Screen shot 2013-07-11 at 6.25.06 PMOne of the more colorful revelations in today’s Guardian scoop is the newsletter piece that describes increased sharing of PRISM (Section 702) data with FBI and CIA.

The information the NSA collects from Prism is routinely shared with both the FBI and CIA. A 3 August 2012 newsletter describes how the NSA has recently expanded sharing with the other two agencies.

The NSA, the entry reveals, has even automated the sharing of aspects of Prism, using software that “enables our partners to see which selectors [search terms] the National Security Agency has tasked to Prism”.

The document continues: “The FBI and CIA then can request a copy ofPrism collection of any selector…” As a result, the author notes: “these two activities underscore the point that Prism is a team sport!”

But that’s something that has actually been built into the program for years. While the Joint IG Report on the illegal wiretap program claimed,

NSA also was responsible for conducting the actual collection of information under the PSP and disseminating intelligence reports to other agencies such as the Federal Bureau of Investigation (FBI), the Central Intelligence Agency (CIA), and the Office of the Director of National Intelligence (ODNI) National Counterterrorism Center (NCTC) for analysis and possible investigation.

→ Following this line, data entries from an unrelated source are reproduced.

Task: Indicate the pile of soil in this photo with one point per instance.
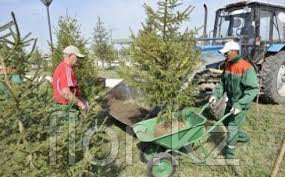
(127, 112)
(166, 128)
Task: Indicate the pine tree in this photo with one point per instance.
(162, 57)
(68, 33)
(26, 111)
(101, 46)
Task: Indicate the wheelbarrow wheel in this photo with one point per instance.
(161, 165)
(148, 151)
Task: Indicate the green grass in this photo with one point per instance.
(111, 73)
(266, 128)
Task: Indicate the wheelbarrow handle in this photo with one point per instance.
(218, 122)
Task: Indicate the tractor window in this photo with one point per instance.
(223, 27)
(277, 29)
(265, 25)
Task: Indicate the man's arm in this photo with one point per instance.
(219, 90)
(250, 87)
(67, 94)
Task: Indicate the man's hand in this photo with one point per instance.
(235, 111)
(212, 100)
(81, 105)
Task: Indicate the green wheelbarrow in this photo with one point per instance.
(158, 151)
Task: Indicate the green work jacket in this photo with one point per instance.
(240, 83)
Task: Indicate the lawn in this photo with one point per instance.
(265, 124)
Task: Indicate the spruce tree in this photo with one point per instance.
(162, 58)
(26, 112)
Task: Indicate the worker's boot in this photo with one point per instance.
(229, 152)
(243, 137)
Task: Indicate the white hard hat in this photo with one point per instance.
(73, 50)
(230, 46)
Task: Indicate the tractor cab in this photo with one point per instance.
(259, 27)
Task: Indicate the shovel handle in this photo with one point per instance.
(204, 107)
(218, 122)
(278, 160)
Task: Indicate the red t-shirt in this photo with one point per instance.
(64, 77)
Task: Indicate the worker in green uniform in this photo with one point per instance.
(239, 82)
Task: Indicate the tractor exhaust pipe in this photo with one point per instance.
(205, 21)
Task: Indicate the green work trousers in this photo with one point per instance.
(233, 124)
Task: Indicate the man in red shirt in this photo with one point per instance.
(65, 87)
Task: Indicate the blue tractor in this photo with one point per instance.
(260, 30)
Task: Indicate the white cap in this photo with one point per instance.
(73, 50)
(230, 46)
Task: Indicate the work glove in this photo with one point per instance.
(235, 111)
(212, 100)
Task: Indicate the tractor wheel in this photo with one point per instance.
(161, 165)
(273, 78)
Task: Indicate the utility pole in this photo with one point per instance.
(47, 4)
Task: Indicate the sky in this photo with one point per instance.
(119, 16)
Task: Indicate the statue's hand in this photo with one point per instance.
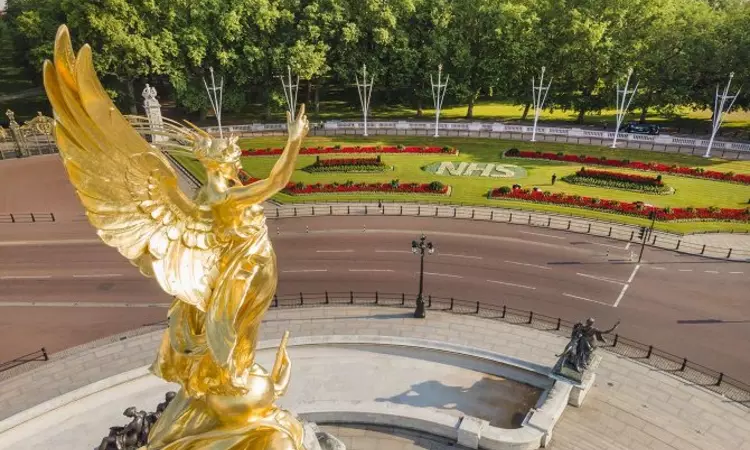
(282, 368)
(282, 372)
(298, 128)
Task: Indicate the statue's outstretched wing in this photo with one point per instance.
(129, 190)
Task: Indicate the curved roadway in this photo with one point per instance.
(60, 286)
(82, 290)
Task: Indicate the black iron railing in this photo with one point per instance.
(689, 371)
(621, 232)
(39, 355)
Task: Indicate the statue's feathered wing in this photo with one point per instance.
(129, 190)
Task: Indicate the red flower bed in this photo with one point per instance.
(348, 162)
(696, 172)
(339, 149)
(632, 209)
(617, 176)
(427, 188)
(246, 178)
(435, 187)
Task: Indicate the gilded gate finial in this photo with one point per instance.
(211, 253)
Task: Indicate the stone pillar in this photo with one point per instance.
(153, 112)
(22, 150)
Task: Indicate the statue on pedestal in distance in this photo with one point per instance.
(578, 352)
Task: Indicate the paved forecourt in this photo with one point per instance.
(630, 407)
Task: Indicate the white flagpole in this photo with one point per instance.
(538, 96)
(364, 90)
(719, 101)
(216, 101)
(623, 104)
(438, 94)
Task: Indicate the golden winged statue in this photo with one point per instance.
(212, 253)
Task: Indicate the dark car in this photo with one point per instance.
(640, 128)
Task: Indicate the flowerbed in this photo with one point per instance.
(347, 165)
(618, 180)
(357, 149)
(394, 186)
(632, 209)
(696, 172)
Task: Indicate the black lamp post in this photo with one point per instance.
(418, 248)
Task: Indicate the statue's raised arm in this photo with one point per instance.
(262, 190)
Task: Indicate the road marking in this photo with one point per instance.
(25, 277)
(585, 299)
(459, 256)
(512, 284)
(529, 265)
(304, 270)
(542, 234)
(607, 245)
(442, 275)
(371, 270)
(50, 242)
(84, 305)
(98, 275)
(632, 275)
(609, 280)
(625, 287)
(622, 294)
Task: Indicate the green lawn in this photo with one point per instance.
(473, 190)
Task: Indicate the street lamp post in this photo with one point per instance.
(419, 248)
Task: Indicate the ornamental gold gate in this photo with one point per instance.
(32, 138)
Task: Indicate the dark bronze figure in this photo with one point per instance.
(134, 435)
(577, 354)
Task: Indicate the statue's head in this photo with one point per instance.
(219, 154)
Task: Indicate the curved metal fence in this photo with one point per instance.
(627, 233)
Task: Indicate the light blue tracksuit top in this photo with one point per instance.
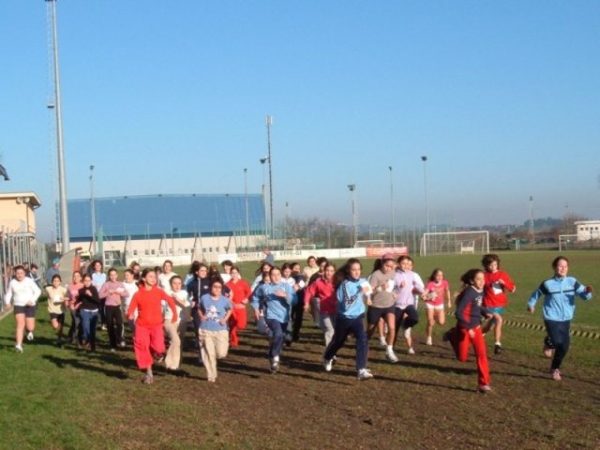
(351, 298)
(559, 297)
(277, 308)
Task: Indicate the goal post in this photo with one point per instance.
(566, 241)
(455, 242)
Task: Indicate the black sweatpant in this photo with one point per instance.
(558, 332)
(114, 322)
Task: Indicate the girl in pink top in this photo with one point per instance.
(437, 291)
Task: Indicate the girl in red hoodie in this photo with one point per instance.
(323, 289)
(497, 284)
(240, 292)
(149, 337)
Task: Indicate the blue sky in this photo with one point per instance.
(170, 97)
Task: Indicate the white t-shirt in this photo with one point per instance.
(22, 293)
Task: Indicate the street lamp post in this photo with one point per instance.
(424, 159)
(352, 189)
(392, 210)
(62, 185)
(269, 123)
(264, 194)
(93, 210)
(247, 211)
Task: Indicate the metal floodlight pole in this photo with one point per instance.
(247, 210)
(392, 210)
(62, 188)
(264, 193)
(424, 159)
(93, 210)
(531, 222)
(269, 122)
(352, 189)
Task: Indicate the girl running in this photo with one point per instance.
(467, 331)
(149, 338)
(98, 280)
(24, 294)
(382, 306)
(215, 310)
(559, 307)
(497, 283)
(437, 291)
(167, 273)
(351, 293)
(323, 290)
(240, 293)
(173, 329)
(276, 298)
(89, 304)
(406, 285)
(131, 287)
(113, 292)
(57, 298)
(72, 304)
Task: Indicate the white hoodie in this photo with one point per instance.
(22, 293)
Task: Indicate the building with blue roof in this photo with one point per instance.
(181, 227)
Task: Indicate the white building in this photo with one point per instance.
(588, 230)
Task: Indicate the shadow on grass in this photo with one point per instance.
(77, 363)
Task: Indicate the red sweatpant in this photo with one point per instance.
(237, 321)
(148, 340)
(461, 341)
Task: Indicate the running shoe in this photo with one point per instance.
(364, 374)
(484, 388)
(390, 355)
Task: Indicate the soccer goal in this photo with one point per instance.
(455, 242)
(566, 241)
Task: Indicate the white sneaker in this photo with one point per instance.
(391, 356)
(364, 374)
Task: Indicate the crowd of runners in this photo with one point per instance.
(160, 308)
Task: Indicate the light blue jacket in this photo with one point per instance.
(277, 308)
(559, 297)
(351, 298)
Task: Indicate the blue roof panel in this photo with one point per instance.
(151, 216)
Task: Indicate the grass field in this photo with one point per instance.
(65, 398)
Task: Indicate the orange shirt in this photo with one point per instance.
(240, 291)
(148, 304)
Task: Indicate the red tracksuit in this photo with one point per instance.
(149, 337)
(468, 313)
(238, 320)
(494, 295)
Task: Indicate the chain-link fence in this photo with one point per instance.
(19, 248)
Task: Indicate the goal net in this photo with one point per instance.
(455, 242)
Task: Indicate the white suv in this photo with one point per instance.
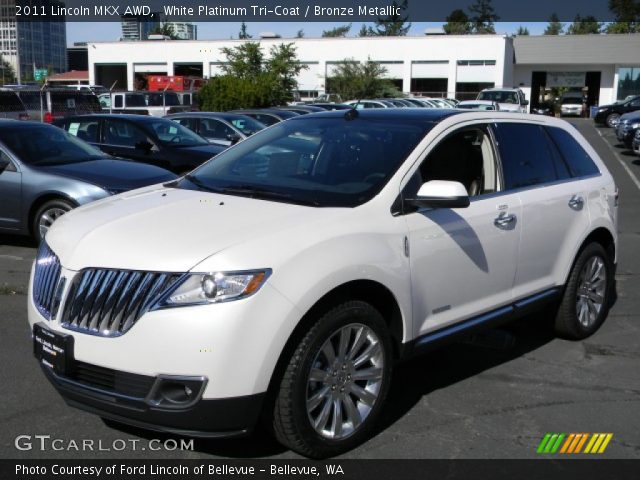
(284, 278)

The Draft NSA IG Report explained,

Coordination with FBI and CIA. By 2004, four FBI integrees and two CIA integrees, operating under SIGINT authorities in accordance with written agreements, were co-located with NSA PSP-cleared analysts. The purpose of co-locating these individuals was to improve collaborative analytic efforts.

And the minimization procedures released by the Guardian (which date to 2009), make it clear NSA can provided unminimized content to CIA and FBI on whatever selectors they request.

6(c)

(1) NSA may provide to the Central Intelligence Agency (CIA) unminimized communications acquired pursuant to section 702 of the Act. CIA will identify to NSA targets for which NSA may provide unminimized communications to CIA. CIA will process any such unminimized communications received from NSA in accordance with CIA minimization procedures adopted by the Attorney General, in consultation with the Director of National Intelligence, pursuant to subsection 702(e) of the Act.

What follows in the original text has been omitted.